男が「な……ッ」と言葉を詰まらせると、アカリはそれに畳み掛けるように言った。
「なんであなたとしゃべらないといけないんですか気持ち悪い。一人で遊んでてくださいよ、我慢して」
「な、な、」言葉を取り戻せずひたすらうめいていた男は、深呼吸をして、表面上は落ち着いて、紳士的に訊ねた。
「……何故であるか、テケテケよ」
「カズヤ君と話してるから」
俺に振るなよ。
案の定、男は俺をキッとばかりに睨みつけて言った。
「テケテケ、貴様かように頭の悪そうな男にほだされたというのか!?」
いやほっとけ。それはかなりほっとけ。俺のハートはわりと脆いんだ。
「……てゆーか」
アカリは、とどめの一言を放った。
「あなた、誰でしたっけ?」
ゴミを見るような目で言われ、彼は膝から崩れ落ちた。……あまりに哀れなので、俺は男の膝が床につく直前で引き上げ、体を支えた。──まあ。
「お前、ちょっと入って来んなよ」
アカリにそう言い残し、俺は男の肩を腕で抱えたまま引き摺るように運んで、扉を開けた。
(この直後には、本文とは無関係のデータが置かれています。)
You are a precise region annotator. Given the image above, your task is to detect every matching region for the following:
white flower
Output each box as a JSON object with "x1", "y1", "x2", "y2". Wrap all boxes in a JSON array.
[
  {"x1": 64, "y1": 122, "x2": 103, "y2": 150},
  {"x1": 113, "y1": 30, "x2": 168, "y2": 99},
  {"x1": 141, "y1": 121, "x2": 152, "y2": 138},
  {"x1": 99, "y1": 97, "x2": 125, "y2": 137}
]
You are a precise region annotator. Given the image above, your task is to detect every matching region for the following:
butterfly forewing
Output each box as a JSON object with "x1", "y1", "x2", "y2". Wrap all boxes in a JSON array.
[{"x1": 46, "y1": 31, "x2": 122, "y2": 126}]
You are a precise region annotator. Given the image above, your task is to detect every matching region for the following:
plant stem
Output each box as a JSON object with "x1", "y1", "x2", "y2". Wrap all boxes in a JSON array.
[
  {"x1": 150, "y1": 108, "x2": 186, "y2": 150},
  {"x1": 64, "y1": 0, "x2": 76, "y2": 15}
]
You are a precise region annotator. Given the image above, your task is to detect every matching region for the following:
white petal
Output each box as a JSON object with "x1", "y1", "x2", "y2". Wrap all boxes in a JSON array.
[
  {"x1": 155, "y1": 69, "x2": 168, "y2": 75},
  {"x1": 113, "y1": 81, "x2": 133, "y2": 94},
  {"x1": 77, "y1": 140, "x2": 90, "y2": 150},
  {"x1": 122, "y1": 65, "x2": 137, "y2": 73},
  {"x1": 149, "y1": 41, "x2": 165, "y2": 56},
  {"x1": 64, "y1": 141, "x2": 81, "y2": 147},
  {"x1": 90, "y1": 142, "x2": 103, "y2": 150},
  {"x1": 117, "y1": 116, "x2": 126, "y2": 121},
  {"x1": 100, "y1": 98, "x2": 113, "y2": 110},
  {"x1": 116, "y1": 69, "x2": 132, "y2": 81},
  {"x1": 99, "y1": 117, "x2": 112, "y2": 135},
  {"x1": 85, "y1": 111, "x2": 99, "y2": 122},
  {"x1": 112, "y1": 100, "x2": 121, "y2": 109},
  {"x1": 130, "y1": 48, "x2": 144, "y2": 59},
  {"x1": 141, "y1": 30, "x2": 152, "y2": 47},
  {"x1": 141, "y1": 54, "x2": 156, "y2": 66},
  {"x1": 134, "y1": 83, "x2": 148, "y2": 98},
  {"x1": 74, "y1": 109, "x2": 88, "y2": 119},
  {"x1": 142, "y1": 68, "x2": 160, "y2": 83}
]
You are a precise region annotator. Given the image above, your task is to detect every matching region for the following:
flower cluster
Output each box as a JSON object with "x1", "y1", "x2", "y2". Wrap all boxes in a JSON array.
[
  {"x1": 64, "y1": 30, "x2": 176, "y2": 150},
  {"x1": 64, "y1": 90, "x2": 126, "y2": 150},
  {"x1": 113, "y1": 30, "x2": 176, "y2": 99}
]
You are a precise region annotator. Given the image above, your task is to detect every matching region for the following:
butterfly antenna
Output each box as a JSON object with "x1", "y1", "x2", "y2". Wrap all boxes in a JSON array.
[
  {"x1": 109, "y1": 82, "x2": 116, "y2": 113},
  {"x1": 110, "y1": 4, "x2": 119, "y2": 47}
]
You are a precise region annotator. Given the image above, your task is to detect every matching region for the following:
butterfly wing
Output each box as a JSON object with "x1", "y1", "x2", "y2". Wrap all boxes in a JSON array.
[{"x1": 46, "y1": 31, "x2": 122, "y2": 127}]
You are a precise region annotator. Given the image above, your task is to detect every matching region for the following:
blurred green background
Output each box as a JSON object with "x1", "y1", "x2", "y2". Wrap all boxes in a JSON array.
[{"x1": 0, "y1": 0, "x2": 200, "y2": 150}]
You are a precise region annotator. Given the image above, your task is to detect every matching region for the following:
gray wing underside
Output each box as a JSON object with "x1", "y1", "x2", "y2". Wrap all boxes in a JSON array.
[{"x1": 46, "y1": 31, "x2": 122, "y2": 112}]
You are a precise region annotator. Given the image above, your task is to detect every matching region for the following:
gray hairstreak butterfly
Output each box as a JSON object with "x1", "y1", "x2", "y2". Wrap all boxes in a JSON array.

よろよろと這うようにして、男が部屋にある安楽椅子に腰かけるのをちらりと横目で確認したのち、俺はまた、今度は中からバタンと扉を閉じた。
………………。
あれ?
どこの『いいやつ』だ、俺は。
そんなキャラじゃあないだろう! もっと、こう、ワルぶった感じの──それが格好いいと勘違いしちゃってる感じのキャラのはずだ。
………………。
今思うと、何言ってんだこいつといった感じである。
さっぱり理解できない。
認めがたいことに、言ったのは自分なのであった。
笑えばいいと、思うよ。
そんな風に膝をついて、下を向いて、自己嫌悪に浸っているときだった。
「いーけないんだー、いけないんだー」
子供が囃し立てるようなそんな文言が、背後から聞こえてきたのは。
恐る恐る振り返ると、そこにいたのは。